Very interesting: Does seem to suggest that there are useful features left to be learned for each network. Intuitively feels like an ensemble of nearly identical networks could somehow be useful if you could somehow "trim out" the shared core between the two of them.
I vaguely remember some paper from a long time ago about permuting the weights of a neural network and still doing well, potentially related.

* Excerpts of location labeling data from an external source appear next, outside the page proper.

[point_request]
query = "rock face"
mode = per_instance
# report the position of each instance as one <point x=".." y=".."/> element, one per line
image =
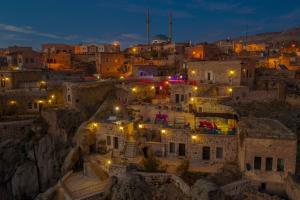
<point x="169" y="192"/>
<point x="31" y="161"/>
<point x="131" y="187"/>
<point x="24" y="181"/>
<point x="206" y="190"/>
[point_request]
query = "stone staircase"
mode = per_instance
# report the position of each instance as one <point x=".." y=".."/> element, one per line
<point x="130" y="149"/>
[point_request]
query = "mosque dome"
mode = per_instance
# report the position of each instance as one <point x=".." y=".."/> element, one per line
<point x="160" y="38"/>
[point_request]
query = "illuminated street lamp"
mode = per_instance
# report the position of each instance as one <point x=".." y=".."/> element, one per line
<point x="133" y="89"/>
<point x="12" y="102"/>
<point x="141" y="126"/>
<point x="231" y="72"/>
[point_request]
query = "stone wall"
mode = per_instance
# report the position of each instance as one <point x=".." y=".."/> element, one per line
<point x="268" y="148"/>
<point x="117" y="170"/>
<point x="157" y="179"/>
<point x="242" y="94"/>
<point x="292" y="188"/>
<point x="221" y="72"/>
<point x="12" y="129"/>
<point x="237" y="188"/>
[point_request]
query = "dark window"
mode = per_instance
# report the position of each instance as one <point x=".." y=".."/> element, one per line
<point x="269" y="164"/>
<point x="208" y="76"/>
<point x="206" y="153"/>
<point x="181" y="149"/>
<point x="182" y="97"/>
<point x="257" y="162"/>
<point x="108" y="140"/>
<point x="116" y="143"/>
<point x="172" y="147"/>
<point x="177" y="98"/>
<point x="219" y="153"/>
<point x="280" y="165"/>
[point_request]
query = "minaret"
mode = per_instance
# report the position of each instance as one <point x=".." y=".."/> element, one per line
<point x="148" y="27"/>
<point x="170" y="27"/>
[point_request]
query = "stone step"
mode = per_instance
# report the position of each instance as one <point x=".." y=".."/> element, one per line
<point x="130" y="150"/>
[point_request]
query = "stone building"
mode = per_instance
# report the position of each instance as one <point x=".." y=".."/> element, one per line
<point x="16" y="79"/>
<point x="228" y="72"/>
<point x="52" y="48"/>
<point x="24" y="58"/>
<point x="111" y="65"/>
<point x="86" y="95"/>
<point x="267" y="152"/>
<point x="57" y="61"/>
<point x="202" y="52"/>
<point x="92" y="49"/>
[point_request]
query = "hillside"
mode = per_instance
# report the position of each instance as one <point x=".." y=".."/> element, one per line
<point x="292" y="34"/>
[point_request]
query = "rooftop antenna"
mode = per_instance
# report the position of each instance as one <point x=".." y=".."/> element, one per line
<point x="170" y="27"/>
<point x="148" y="26"/>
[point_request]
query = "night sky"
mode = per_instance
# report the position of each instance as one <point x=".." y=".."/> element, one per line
<point x="32" y="22"/>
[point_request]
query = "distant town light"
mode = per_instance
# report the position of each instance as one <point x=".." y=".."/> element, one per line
<point x="141" y="126"/>
<point x="231" y="72"/>
<point x="133" y="89"/>
<point x="12" y="102"/>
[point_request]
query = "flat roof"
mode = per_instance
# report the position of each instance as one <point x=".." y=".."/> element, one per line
<point x="265" y="128"/>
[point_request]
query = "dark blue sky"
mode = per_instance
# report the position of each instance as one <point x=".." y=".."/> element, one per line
<point x="32" y="22"/>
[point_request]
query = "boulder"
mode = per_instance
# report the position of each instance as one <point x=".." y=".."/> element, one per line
<point x="25" y="182"/>
<point x="206" y="190"/>
<point x="131" y="187"/>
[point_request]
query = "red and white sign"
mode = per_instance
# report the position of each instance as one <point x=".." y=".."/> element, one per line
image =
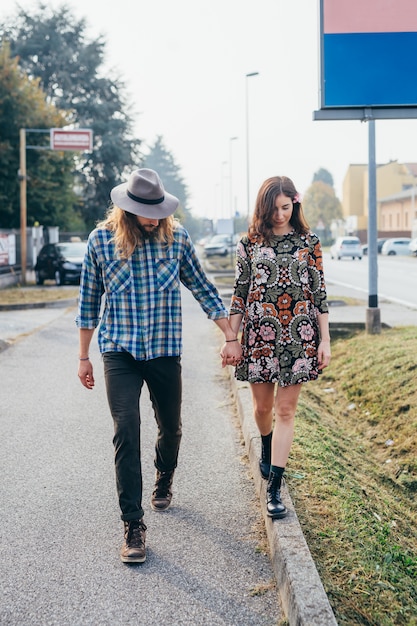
<point x="79" y="140"/>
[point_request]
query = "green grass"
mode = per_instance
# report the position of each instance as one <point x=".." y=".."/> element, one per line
<point x="352" y="475"/>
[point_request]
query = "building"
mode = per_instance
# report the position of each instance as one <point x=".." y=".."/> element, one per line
<point x="396" y="199"/>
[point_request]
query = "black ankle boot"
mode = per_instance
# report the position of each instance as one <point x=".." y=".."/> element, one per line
<point x="274" y="505"/>
<point x="265" y="460"/>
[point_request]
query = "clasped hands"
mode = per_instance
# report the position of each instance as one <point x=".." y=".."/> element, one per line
<point x="231" y="353"/>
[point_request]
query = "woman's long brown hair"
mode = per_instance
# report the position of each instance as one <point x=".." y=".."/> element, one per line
<point x="261" y="225"/>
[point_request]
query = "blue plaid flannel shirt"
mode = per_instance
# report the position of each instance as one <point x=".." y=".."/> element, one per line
<point x="141" y="308"/>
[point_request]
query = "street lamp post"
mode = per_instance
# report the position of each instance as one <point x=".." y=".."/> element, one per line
<point x="231" y="140"/>
<point x="247" y="142"/>
<point x="222" y="177"/>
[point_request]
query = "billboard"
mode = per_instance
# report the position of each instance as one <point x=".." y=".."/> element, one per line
<point x="368" y="53"/>
<point x="78" y="140"/>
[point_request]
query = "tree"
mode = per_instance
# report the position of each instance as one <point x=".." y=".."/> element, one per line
<point x="324" y="176"/>
<point x="321" y="208"/>
<point x="23" y="104"/>
<point x="162" y="161"/>
<point x="52" y="45"/>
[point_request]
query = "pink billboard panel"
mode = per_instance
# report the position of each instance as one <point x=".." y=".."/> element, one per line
<point x="369" y="16"/>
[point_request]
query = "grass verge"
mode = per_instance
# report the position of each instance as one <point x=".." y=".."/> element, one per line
<point x="352" y="475"/>
<point x="33" y="294"/>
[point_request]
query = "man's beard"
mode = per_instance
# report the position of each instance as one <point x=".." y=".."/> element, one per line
<point x="151" y="234"/>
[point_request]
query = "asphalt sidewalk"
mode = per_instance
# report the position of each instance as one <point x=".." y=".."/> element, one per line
<point x="301" y="591"/>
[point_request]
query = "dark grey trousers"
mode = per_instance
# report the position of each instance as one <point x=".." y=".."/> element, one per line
<point x="124" y="378"/>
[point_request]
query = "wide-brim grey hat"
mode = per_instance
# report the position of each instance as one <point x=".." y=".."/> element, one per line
<point x="144" y="195"/>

Could just be making this up, though, since I can't find it now.
Need to find an example of this, this was just something mentioned in the Sakana AI Evo-merging paper.
They really lean into this "soup" analogy
I don't have that much to say on this paper – it's important and gets brought up a lot, but it's mostly just a slightly more interesting averaging vs normal averaging.
I feel like we just get worse at naming as time goes on.
I think theoretically it seems strange to me that these little values don't do anything but can't argue with a figure like that I suppose. Wonder if it's task-dependent.
Maybe worth noting: the averaging process ignores zeros, both from trimmed vectors and from sign-election. This method wouldn't be worth much if setting the values to 0 could drag the average towards 0.
Very hungry researchers working in this field, huh
1) what
Easy to imagine an equivalent experiment run on llama-3.1-405B, where serving it with very fast inference requires even more compute than running 405B already does. Could also imagine that the frontier of acceptable latency could require much wider networks than is currently used.
Mixture of Mixture of Experts? Route to parallel layers -> route to experts?
This makes sense to me, since it just needs to patch the "seam" where the two connect whereupon it becomes two blocks known to perform at the original level – from there it can find slightly new purposes for one of the two merged blocks.